Parmi les questions qui lui furent posées, Sa Sainteté dû répondre à celle-ci : si les bouddhistes ne croient pas en Dieu, comment rendent-ils compte de la création ? Il répondit que, comme les Jains, les bouddhistes croient que les vies s'enchainent indéfiniment et ce sans commencement. Avoir une vie heureuse ou difficile dépend de la façon dont vous vous êtes conduit auparavant. Être bon et compatissant envers les autres et éviter de leur faire du mal sont de bonnes causes pour une future vie heureuse. L'important est de donner un sens à la vie : penser que vos semblables sont les enfants d'un Dieu miséricordieux peut vous y aider, et Sa Sainteté expliqua qu'il apprécie cette idée.
Interrogé sur sa réaction face au harcèlement des musulmans en Birmanie, Sa Sainteté expliqua qu'il était à Washington DC lorsqu’il en entendit parler pour la première fois.

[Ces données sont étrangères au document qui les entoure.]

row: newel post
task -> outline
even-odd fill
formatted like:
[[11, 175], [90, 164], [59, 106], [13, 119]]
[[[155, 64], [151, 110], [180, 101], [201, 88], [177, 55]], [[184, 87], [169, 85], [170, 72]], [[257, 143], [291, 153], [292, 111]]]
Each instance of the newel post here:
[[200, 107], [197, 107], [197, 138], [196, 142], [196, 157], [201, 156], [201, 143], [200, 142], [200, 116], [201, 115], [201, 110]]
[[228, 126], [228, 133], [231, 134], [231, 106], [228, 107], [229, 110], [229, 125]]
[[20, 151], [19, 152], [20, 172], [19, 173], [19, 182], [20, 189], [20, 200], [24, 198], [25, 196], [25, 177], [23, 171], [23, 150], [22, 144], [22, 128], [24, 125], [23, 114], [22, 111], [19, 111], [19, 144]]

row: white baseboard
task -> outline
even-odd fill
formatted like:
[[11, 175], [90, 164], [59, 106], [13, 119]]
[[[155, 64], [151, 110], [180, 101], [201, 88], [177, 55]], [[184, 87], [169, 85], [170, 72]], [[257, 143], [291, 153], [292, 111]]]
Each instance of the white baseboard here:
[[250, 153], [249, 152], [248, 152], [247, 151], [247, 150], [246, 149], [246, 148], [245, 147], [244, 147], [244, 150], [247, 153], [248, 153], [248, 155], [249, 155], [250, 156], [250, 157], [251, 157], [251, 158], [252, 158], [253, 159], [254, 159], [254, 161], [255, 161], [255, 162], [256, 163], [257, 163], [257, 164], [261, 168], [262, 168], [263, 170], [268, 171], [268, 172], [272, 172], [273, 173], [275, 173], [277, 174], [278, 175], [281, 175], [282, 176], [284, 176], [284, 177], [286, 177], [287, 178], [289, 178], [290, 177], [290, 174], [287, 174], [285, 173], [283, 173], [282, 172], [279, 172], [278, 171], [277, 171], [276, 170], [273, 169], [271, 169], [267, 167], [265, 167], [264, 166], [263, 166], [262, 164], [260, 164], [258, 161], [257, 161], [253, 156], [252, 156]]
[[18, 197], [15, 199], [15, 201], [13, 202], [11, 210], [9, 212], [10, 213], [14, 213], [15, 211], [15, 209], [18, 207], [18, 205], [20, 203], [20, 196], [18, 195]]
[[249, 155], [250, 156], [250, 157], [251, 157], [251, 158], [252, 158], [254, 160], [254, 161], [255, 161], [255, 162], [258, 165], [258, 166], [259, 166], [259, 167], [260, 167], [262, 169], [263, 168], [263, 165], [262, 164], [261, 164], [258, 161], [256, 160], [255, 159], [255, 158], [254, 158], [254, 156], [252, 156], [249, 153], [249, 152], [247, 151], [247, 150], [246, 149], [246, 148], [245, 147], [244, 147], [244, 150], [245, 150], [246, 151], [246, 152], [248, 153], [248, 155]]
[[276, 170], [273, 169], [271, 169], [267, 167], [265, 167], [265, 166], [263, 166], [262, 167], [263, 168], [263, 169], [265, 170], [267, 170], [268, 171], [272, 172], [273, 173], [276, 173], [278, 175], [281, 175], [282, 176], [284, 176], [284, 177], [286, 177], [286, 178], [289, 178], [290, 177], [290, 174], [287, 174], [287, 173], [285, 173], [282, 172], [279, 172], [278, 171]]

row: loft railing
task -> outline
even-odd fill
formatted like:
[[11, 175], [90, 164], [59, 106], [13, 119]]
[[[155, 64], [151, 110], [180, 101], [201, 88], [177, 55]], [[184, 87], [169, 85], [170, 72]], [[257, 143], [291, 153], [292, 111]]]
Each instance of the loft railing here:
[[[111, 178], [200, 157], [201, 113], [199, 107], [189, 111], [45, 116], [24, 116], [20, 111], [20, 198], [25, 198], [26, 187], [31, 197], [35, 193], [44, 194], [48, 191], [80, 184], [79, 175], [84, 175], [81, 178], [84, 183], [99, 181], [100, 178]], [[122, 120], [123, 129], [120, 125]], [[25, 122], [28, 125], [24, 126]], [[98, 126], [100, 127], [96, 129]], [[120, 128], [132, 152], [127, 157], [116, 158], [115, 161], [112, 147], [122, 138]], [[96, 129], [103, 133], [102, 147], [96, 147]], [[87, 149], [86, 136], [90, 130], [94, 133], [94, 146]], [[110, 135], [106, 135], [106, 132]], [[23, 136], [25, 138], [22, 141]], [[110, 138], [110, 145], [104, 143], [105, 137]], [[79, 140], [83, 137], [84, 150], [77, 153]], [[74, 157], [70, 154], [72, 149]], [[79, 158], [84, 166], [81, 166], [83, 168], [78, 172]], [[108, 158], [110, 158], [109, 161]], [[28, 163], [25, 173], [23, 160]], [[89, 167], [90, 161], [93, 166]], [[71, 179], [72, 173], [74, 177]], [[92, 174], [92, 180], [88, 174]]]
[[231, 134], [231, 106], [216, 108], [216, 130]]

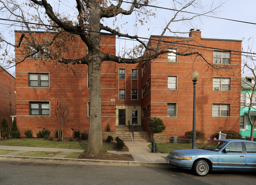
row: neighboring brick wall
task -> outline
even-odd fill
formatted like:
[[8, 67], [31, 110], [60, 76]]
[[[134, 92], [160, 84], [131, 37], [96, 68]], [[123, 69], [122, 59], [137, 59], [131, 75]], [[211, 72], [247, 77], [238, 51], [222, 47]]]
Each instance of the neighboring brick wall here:
[[115, 132], [102, 132], [102, 139], [106, 140], [108, 138], [108, 136], [111, 136], [113, 137], [114, 140], [116, 137]]
[[9, 127], [16, 114], [15, 91], [15, 78], [0, 66], [0, 124], [5, 117]]

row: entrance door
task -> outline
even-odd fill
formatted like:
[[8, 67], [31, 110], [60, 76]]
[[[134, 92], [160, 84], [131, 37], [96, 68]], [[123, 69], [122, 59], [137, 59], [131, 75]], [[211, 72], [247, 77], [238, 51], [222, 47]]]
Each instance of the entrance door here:
[[125, 109], [118, 109], [118, 125], [125, 125]]

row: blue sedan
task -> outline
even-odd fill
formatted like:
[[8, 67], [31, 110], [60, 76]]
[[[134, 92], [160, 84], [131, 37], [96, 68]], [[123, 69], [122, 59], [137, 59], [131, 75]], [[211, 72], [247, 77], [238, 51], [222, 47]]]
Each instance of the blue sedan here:
[[211, 170], [256, 171], [256, 142], [240, 139], [211, 141], [198, 149], [171, 152], [168, 164], [192, 170], [195, 175]]

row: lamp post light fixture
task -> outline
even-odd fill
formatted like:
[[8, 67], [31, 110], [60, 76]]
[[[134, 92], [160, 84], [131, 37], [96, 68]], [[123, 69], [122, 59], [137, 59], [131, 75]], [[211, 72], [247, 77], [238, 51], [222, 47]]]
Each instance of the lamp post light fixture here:
[[196, 85], [199, 74], [197, 70], [195, 69], [191, 74], [191, 79], [194, 85], [194, 93], [193, 98], [193, 130], [192, 136], [192, 149], [196, 148]]

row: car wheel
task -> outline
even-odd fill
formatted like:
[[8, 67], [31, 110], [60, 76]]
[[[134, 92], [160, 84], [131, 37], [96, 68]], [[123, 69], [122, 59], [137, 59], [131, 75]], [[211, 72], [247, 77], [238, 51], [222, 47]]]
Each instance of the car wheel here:
[[197, 161], [193, 166], [193, 171], [198, 176], [206, 175], [210, 170], [208, 162], [205, 160], [199, 160]]

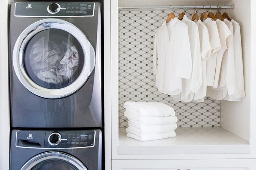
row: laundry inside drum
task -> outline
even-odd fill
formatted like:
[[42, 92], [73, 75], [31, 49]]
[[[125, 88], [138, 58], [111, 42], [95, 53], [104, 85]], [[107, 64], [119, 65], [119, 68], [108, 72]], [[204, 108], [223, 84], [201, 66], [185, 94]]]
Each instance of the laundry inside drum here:
[[27, 44], [23, 56], [30, 78], [51, 89], [65, 87], [75, 81], [86, 57], [75, 38], [57, 29], [46, 29], [34, 35]]

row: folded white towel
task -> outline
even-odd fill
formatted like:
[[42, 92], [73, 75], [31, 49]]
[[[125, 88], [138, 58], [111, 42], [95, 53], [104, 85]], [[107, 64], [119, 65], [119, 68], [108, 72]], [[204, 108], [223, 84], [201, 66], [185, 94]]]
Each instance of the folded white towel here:
[[126, 102], [124, 107], [130, 113], [134, 113], [141, 117], [163, 117], [175, 116], [174, 110], [171, 107], [158, 102]]
[[136, 135], [165, 132], [175, 130], [177, 128], [176, 123], [138, 125], [128, 122], [128, 124], [129, 126], [126, 128], [126, 132]]
[[124, 112], [124, 116], [128, 118], [129, 121], [138, 125], [162, 124], [174, 123], [177, 122], [178, 119], [176, 116], [169, 116], [166, 117], [139, 117], [129, 111]]
[[163, 139], [174, 138], [176, 136], [176, 133], [174, 130], [158, 133], [152, 133], [151, 134], [141, 134], [137, 135], [133, 133], [128, 133], [126, 136], [131, 138], [140, 141], [158, 140]]

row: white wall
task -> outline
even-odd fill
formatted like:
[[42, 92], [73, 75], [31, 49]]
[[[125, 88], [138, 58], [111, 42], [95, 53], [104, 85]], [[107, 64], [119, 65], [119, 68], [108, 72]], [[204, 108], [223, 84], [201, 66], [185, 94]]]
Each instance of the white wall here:
[[8, 66], [8, 0], [0, 10], [0, 169], [9, 169], [10, 135]]
[[232, 0], [118, 0], [118, 5], [154, 6], [154, 5], [226, 5]]
[[[245, 97], [242, 102], [221, 102], [221, 126], [239, 136], [249, 141], [251, 114], [250, 103], [253, 100], [251, 88], [251, 10], [250, 0], [233, 0], [235, 8], [228, 9], [230, 17], [239, 23], [241, 30], [243, 50], [244, 75]], [[227, 11], [228, 10], [227, 10]], [[254, 64], [255, 64], [254, 63]], [[255, 67], [255, 65], [253, 66]], [[254, 85], [255, 86], [255, 85]]]

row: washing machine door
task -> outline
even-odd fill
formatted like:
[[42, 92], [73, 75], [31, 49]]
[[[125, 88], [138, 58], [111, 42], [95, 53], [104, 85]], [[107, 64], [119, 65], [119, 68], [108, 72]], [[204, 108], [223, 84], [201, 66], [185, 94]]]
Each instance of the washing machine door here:
[[28, 161], [21, 170], [87, 170], [80, 161], [74, 157], [59, 152], [48, 152]]
[[95, 54], [78, 28], [63, 20], [49, 18], [33, 23], [21, 33], [12, 59], [15, 73], [28, 90], [56, 99], [83, 86], [93, 70]]

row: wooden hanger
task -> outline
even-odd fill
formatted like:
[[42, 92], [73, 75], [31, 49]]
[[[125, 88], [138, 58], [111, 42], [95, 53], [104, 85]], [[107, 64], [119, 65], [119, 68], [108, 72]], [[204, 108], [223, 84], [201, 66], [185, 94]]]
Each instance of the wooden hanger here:
[[218, 11], [216, 13], [216, 14], [215, 14], [215, 17], [217, 19], [219, 19], [222, 21], [223, 21], [224, 18], [222, 16], [222, 15], [221, 15], [221, 13], [220, 12], [220, 11], [219, 10], [219, 5], [217, 5], [217, 6], [218, 7]]
[[229, 17], [228, 14], [226, 12], [226, 6], [224, 5], [224, 6], [225, 7], [225, 10], [224, 11], [224, 13], [222, 14], [222, 16], [224, 18], [226, 18], [230, 21], [232, 19]]
[[[171, 10], [172, 10], [172, 6], [171, 6]], [[167, 17], [167, 19], [166, 19], [166, 23], [168, 23], [168, 22], [171, 21], [171, 19], [174, 19], [175, 18], [175, 15], [174, 13], [173, 12], [171, 12], [169, 15]]]
[[200, 17], [200, 19], [203, 21], [204, 19], [206, 19], [208, 17], [207, 16], [207, 14], [204, 11], [204, 6], [203, 6], [203, 12], [201, 14], [201, 17]]
[[183, 8], [182, 9], [182, 12], [181, 13], [181, 14], [180, 14], [180, 16], [179, 16], [179, 19], [180, 20], [182, 20], [182, 19], [183, 19], [183, 17], [184, 16], [186, 15], [186, 14], [184, 12], [183, 12], [183, 10], [184, 9], [184, 7], [183, 5], [182, 6]]
[[214, 14], [213, 14], [213, 13], [212, 12], [212, 8], [211, 5], [210, 5], [210, 12], [208, 13], [207, 16], [210, 18], [214, 21], [216, 21], [216, 20], [217, 19], [217, 18], [214, 16]]
[[191, 20], [194, 21], [195, 19], [196, 19], [197, 21], [199, 20], [199, 17], [198, 17], [198, 15], [197, 13], [197, 8], [195, 5], [195, 13], [194, 13], [193, 16], [192, 16], [192, 19]]

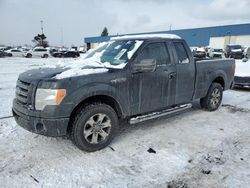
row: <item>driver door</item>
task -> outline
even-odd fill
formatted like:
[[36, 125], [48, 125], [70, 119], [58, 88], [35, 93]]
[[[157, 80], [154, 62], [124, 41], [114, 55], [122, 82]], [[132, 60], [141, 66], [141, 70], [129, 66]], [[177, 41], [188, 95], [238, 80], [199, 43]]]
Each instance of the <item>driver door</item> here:
[[132, 115], [160, 110], [174, 103], [176, 80], [175, 76], [170, 75], [175, 75], [176, 71], [167, 43], [146, 43], [132, 63], [138, 64], [147, 59], [156, 60], [154, 72], [131, 73], [129, 89]]

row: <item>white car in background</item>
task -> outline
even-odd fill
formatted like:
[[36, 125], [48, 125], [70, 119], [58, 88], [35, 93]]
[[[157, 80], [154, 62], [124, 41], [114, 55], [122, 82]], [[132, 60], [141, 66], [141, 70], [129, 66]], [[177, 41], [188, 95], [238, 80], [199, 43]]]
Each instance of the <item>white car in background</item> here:
[[211, 58], [222, 58], [223, 56], [223, 49], [219, 49], [219, 48], [210, 48], [209, 52], [208, 52], [208, 56]]
[[250, 59], [250, 47], [244, 49], [244, 57]]
[[48, 58], [50, 56], [50, 52], [46, 48], [36, 47], [33, 50], [25, 52], [24, 56], [27, 58], [31, 58], [31, 57]]
[[24, 54], [24, 51], [22, 49], [10, 49], [6, 50], [5, 52], [8, 53], [9, 57], [22, 57]]

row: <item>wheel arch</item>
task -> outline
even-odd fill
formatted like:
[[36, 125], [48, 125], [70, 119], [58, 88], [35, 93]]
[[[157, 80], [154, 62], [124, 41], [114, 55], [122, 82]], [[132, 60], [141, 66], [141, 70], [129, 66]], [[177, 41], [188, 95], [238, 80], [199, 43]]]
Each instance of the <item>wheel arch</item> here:
[[223, 87], [223, 90], [225, 89], [225, 79], [222, 76], [216, 77], [212, 83], [218, 83]]
[[114, 111], [116, 112], [118, 118], [122, 118], [123, 116], [123, 111], [121, 108], [121, 105], [117, 102], [117, 100], [109, 95], [95, 95], [95, 96], [90, 96], [84, 100], [82, 100], [80, 103], [78, 103], [74, 109], [72, 110], [71, 114], [70, 114], [70, 121], [68, 124], [68, 128], [67, 128], [67, 133], [71, 132], [71, 128], [72, 128], [72, 123], [74, 121], [74, 117], [76, 116], [77, 113], [79, 113], [79, 111], [84, 107], [87, 106], [89, 104], [93, 104], [93, 103], [103, 103], [103, 104], [107, 104], [109, 106], [111, 106]]

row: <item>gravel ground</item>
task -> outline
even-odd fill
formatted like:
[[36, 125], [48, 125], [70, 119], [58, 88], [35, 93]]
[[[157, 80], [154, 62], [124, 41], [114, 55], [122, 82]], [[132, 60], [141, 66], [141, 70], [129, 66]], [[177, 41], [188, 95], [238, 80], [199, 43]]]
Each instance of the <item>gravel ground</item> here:
[[0, 59], [1, 187], [248, 187], [250, 91], [229, 90], [216, 112], [200, 109], [123, 124], [95, 153], [70, 140], [36, 135], [11, 115], [20, 72], [58, 59]]

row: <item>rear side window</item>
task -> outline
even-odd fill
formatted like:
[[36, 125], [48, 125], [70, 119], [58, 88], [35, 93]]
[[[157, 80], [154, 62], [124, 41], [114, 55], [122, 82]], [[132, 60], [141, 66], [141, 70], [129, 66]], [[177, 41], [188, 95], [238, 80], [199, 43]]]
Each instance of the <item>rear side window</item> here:
[[189, 63], [189, 57], [185, 46], [182, 42], [174, 42], [175, 50], [178, 56], [178, 63], [185, 64]]
[[169, 52], [163, 42], [148, 44], [138, 54], [138, 63], [144, 59], [155, 59], [158, 65], [170, 64]]

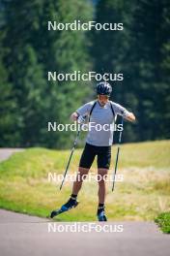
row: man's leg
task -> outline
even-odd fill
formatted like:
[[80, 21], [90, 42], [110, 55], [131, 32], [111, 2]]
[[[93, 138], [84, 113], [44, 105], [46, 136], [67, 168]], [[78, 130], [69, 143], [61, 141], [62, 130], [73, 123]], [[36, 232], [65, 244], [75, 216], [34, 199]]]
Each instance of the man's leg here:
[[[98, 169], [98, 175], [99, 175], [99, 204], [103, 204], [105, 202], [105, 194], [106, 194], [106, 186], [104, 181], [104, 176], [106, 177], [108, 173], [108, 169]], [[105, 178], [106, 179], [106, 178]]]
[[72, 195], [78, 194], [82, 186], [83, 180], [86, 178], [88, 173], [89, 173], [89, 168], [83, 168], [83, 167], [78, 168], [76, 180], [73, 182], [73, 186], [72, 186]]
[[111, 160], [111, 146], [99, 147], [99, 153], [98, 153], [99, 207], [98, 207], [97, 215], [99, 221], [107, 220], [104, 211], [104, 203], [105, 203], [105, 195], [106, 195], [105, 179], [110, 167], [110, 160]]

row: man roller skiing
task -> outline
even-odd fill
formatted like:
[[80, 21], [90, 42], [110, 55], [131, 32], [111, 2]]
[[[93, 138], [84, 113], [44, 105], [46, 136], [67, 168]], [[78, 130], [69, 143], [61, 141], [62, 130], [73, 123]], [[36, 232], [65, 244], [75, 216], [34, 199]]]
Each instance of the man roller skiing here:
[[[71, 115], [71, 120], [83, 124], [85, 122], [84, 116], [88, 115], [89, 122], [103, 126], [105, 124], [113, 124], [117, 118], [117, 114], [119, 114], [128, 121], [134, 121], [135, 116], [132, 112], [128, 112], [121, 105], [109, 101], [111, 92], [112, 87], [108, 82], [102, 81], [97, 84], [97, 101], [86, 103], [80, 107]], [[62, 206], [60, 210], [53, 210], [51, 212], [51, 218], [78, 205], [77, 195], [82, 186], [83, 176], [89, 173], [94, 159], [97, 156], [98, 175], [100, 177], [99, 179], [99, 181], [98, 181], [99, 206], [97, 216], [99, 221], [107, 220], [104, 210], [106, 188], [103, 177], [107, 175], [110, 167], [113, 129], [97, 130], [96, 127], [96, 125], [93, 125], [87, 134], [86, 144], [80, 158], [78, 175], [73, 182], [71, 198]]]

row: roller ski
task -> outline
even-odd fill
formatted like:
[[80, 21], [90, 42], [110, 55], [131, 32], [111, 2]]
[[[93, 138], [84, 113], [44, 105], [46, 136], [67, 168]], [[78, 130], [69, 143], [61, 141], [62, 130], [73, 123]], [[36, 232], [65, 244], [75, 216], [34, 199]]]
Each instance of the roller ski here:
[[107, 218], [105, 216], [104, 208], [99, 208], [97, 216], [98, 216], [99, 221], [107, 221]]
[[76, 208], [78, 206], [79, 202], [76, 201], [75, 199], [70, 199], [65, 205], [63, 205], [61, 207], [60, 209], [55, 209], [55, 210], [52, 210], [51, 213], [50, 213], [50, 218], [54, 218], [55, 216], [65, 212], [65, 211], [68, 211], [73, 208]]

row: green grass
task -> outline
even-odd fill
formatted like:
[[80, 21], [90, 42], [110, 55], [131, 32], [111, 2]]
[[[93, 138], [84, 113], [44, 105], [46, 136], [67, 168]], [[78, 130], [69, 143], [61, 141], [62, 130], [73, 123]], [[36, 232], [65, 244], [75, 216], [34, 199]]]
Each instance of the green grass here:
[[[117, 147], [113, 147], [112, 165]], [[76, 149], [69, 170], [73, 174], [82, 149]], [[48, 173], [63, 174], [70, 150], [29, 148], [0, 163], [0, 208], [18, 212], [47, 216], [68, 200], [71, 182], [49, 182]], [[107, 186], [106, 211], [109, 220], [154, 220], [170, 210], [170, 141], [125, 144], [121, 148], [117, 182], [111, 192]], [[94, 163], [91, 172], [97, 172]], [[98, 184], [84, 182], [77, 208], [59, 215], [58, 221], [94, 221], [98, 206]]]
[[160, 213], [155, 221], [158, 224], [163, 233], [170, 234], [170, 211]]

Il a exprimé sa tristesse devant ce qui se passait et a appelé les bouddhistes birmans non seulement à se souvenir du Bouddha, mais aussi à réfléchir que s'il était là, il aurait protégé ces musulmans. Sa Sainteté expliqua qu'il avait également exprimé sa consternation à Aung San Suu Kyi, qui répondit que la situation était très difficile et qu'elle ne pouvait pas faire grand-chose. En signe de sympathie et de préoccupation pour le bien-être de ces personnes déplacées, il a demandé à la Fondation Gadèn Phodrang du Dalaï-Lama de faire un don afin de leur procurer aide humanitaire et moyens de réinsertion par l'intermédiaire du Haut Commissaire des Nations Unies pour les réfugiés. Les Iraniens manifestèrent leur reconnaissance par une nouvelle salve d'applaudissements.
Avant la fin de cette entrevue, les visiteurs se rassemblèrent autour de Sa Sainteté en petits groupes pour se faire photographier en sa présence, apparemment très heureux de l'avoir rencontré.